KU Leuven, Department of Imaging and Pathology, Division of Medical Physics, Herestraat 49, 3000, Leuven, Belgium.
UZ Leuven, Department of Radiology, Herestraat 49, 3000, Leuven, Belgium.
Eur Radiol Exp. 2024 Oct 9;8(1):110. doi: 10.1186/s41747-024-00507-4.
Renal quantitative measurements are important descriptors for assessing kidney function. We developed a deep learning-based method for automated kidney measurements from computed tomography (CT) images.
The study datasets comprised potential kidney donors (n = 88), both contrast-enhanced (Dataset 1 CE) and noncontrast (Dataset 1 NC) CT scans, and test sets of contrast-enhanced cases (Test set 2, n = 18), cases from a photon-counting (PC)CT scanner reconstructed at 60 and 190 keV (Test set 3 PCCT, n = 15), and low-dose cases (Test set 4, n = 8), which were retrospectively analyzed to train, validate, and test two networks for kidney segmentation and subsequent measurements. Segmentation performance was evaluated using the Dice similarity coefficient (DSC). The quantitative measurements' effectiveness was compared to manual annotations using the intraclass correlation coefficient (ICC).

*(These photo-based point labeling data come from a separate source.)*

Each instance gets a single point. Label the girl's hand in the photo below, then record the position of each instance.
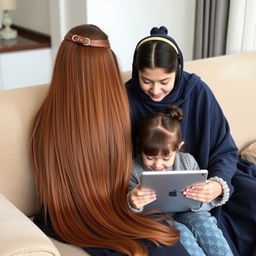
(138, 197)
(204, 192)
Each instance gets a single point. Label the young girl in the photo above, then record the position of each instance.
(159, 142)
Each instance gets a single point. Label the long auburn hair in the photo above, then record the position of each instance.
(82, 155)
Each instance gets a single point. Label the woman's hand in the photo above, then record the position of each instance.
(205, 192)
(140, 197)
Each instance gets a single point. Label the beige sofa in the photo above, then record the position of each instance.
(232, 79)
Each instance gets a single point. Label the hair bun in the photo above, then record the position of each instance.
(175, 113)
(159, 31)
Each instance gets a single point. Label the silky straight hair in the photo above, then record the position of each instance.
(81, 152)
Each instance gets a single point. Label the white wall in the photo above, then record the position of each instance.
(32, 14)
(126, 22)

The contrast-enhanced and noncontrast models demonstrated excellent reliability in renal segmentation with DSC of 0.95 (Test set 1 CE), 0.94 (Test set 2), 0.92 (Test set 3 PCCT) and 0.94 (Test set 1 NC), 0.92 (Test set 3 PCCT), and 0.93 (Test set 4). Volume estimation was accurate with mean volume errors of 4%, 3%, 6% mL (contrast test sets) and 4%, 5%, 7% mL (noncontrast test sets). Renal axes measurements (length, width, and thickness) had ICC values greater than 0.90 (p < 0.001) for all test sets, supported by narrow 95% confidence intervals.
Two deep learning networks were shown to derive quantitative measurements from contrast-enhanced and noncontrast renal CT imaging at the human performance level.
Deep learning-based networks can automatically obtain renal clinical descriptors from both noncontrast and contrast-enhanced CT images. When healthy subjects comprise the training cohort, careful consideration is required during model adaptation, especially in scenarios involving unhealthy kidneys. This creates an opportunity for improved clinical decision-making without labor-intensive manual effort.
Trained 3D UNet models quantify renal measurements from contrast and noncontrast CT. The models performed interchangeably to the manual annotator and to each other. The models can provide expert-level, quantitative, accurate, and rapid renal measurements.
肾脏定量测量对于评估肾功能非常重要。我们开发了一种基于深度学习的方法,用于从 CT 图像自动测量肾脏。
研究数据集包括潜在的肾脏捐献者(n=88),包括增强对比(数据集 1 CE)和非增强(数据集 1 NC)CT 扫描,以及增强对比的测试集(测试集 2,n=18),来自光子计数(PC)CT 扫描仪的重建在 60 和 190 keV(测试集 3 PCCT,n=15)和低剂量病例(测试集 4,n=8),这些病例是为了训练、验证和测试两个用于肾脏分割和后续测量的网络而进行回顾性分析的。使用 Dice 相似系数(DSC)评估分割性能。使用组内相关系数(ICC)比较定量测量与手动注释的有效性。
增强和非增强模型在肾脏分割方面表现出极好的可靠性,DSC 分别为 0.95(测试集 1 CE)、0.94(测试集 2)、0.92(测试集 3 PCCT)和 0.94(测试集 1 NC)、0.92(测试集 3 PCCT)和 0.93(测试集 4)。体积估计非常准确,平均体积误差为 4%、3%、6% mL(增强测试集)和 4%、5%、7% mL(非增强测试集)。所有测试集的肾脏轴测量(长度、宽度和厚度)的 ICC 值均大于 0.90(p<0.001),置信区间较窄。
两种深度学习网络可以从增强和非增强的人体肾脏 CT 成像中获得定量测量值。当健康受试者组成训练队列时,在模型适应过程中需要仔细考虑,特别是在涉及不健康肾脏的情况下。这为在不进行劳动密集型手动工作的情况下改善临床决策提供了机会。
训练有素的 3D UNet 模型可从对比和非对比 CT 测量肾脏。模型可以相互间以及与手动注释者一样,进行定量测量。模型可以提供专家级、准确、快速的肾脏测量。